Re: Keynote/Boardwatch Internet Backbone Index A better test!!!
lhoward@UU.NET writes:
1. Although a variety of backbones is used, the study does not say which ones. Also, even though the study does point out the assymetrical routing of a web transavtion (hot-potato), it doesn't point out that the traffic being measured is a brief web request (which is dumped to the web server's backbone ASAP) answered by a long response (10KB in this case, dumped to the querier's backbone).
Ironically, the only person I can remember actively (and publically) questioning the wisdom of hot potato routing for several applications is Curtis Villamizar. While Tony Bates and I had what seemed to be good reasons for doing closest-exit routing (among other routing policies) at the time, and there are strong economic incentives for maintaining closest-exit routing among peers, there are certainly drawbacks. Considering that the Keynote/Boardwatch study purports to help content-providers decide where to locate their content, poor performance attributable to closest-exit routing should have engineers considering the wisdom of that particular routing policy with respect to that particular market segment, depending on the focus of their businesses. The nice thing about the Keynote test is that it might get some of the cleverer people around here thinking of the Internet in a more abstract way than they might be used to. When I think in a more end-to-end fashion about comment #1 above, it seems that a provider who is rated poorly deserves the rating, even though the performance problem may be attributable to a peer's network's congested lines, broken equipment, or whatever. In effect, by taking an end-to-end approach, this test also rates networks' routing policies. If the routing policy drives traffic through a competitor's suboptimal path, and this degrades end-to-end performance, then the provider with that routing policy will receive a poorer rating than otherwise. One of the things that should be thought about is that there may be ways to improve end-to-end goodput by changing one's own network based on what one can infer from tests similar to the Keynote ones (or indeed similar to Vern Paxson's tests), as much as what one can infer from what one's own equipment is doing or seeing.

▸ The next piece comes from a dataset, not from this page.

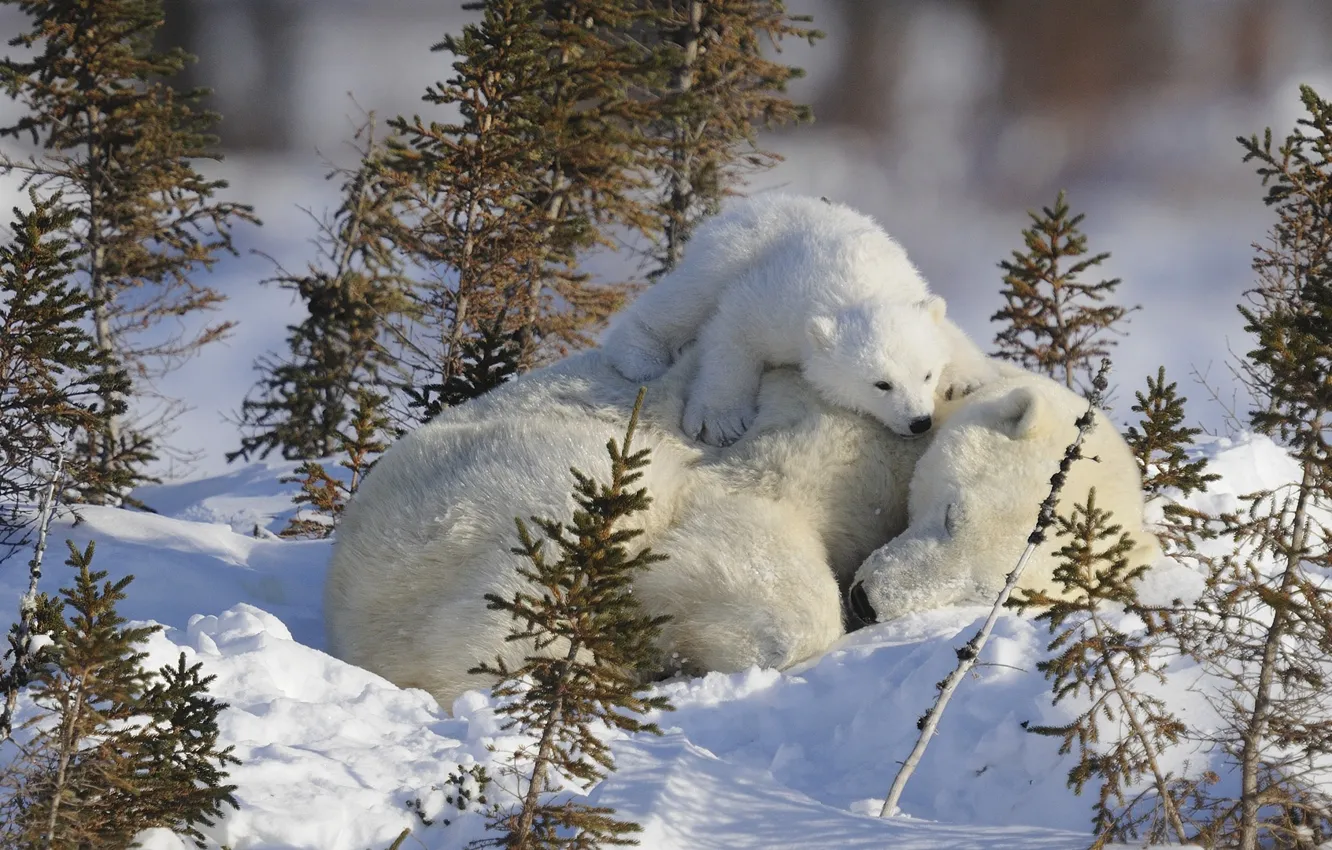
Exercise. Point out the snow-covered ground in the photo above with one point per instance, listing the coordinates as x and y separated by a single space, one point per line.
333 754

All of the previous notwithstanding, I would be interested in a better version of this study. Even more interesting would be to track how providers do over the course of several studies--who responds well to backbone congestion?
Personally, I would take this comment as a sign that the study and its publication is astoundingly successful. Finally, I would rather see people respond to congestion in a cleverer fashion, i.e. by deploying or pressing for the deployment of better WWW transport technology. There are some people with very clever ideas about caching and lazy proxies, and some clever ideas about changing HTTP in dramatic ways, that deserve some attention, as these ideas are more likely to help people and information meet more quickly in the long run than any amount of tweaking the underlying transport fabric ever will. Sean.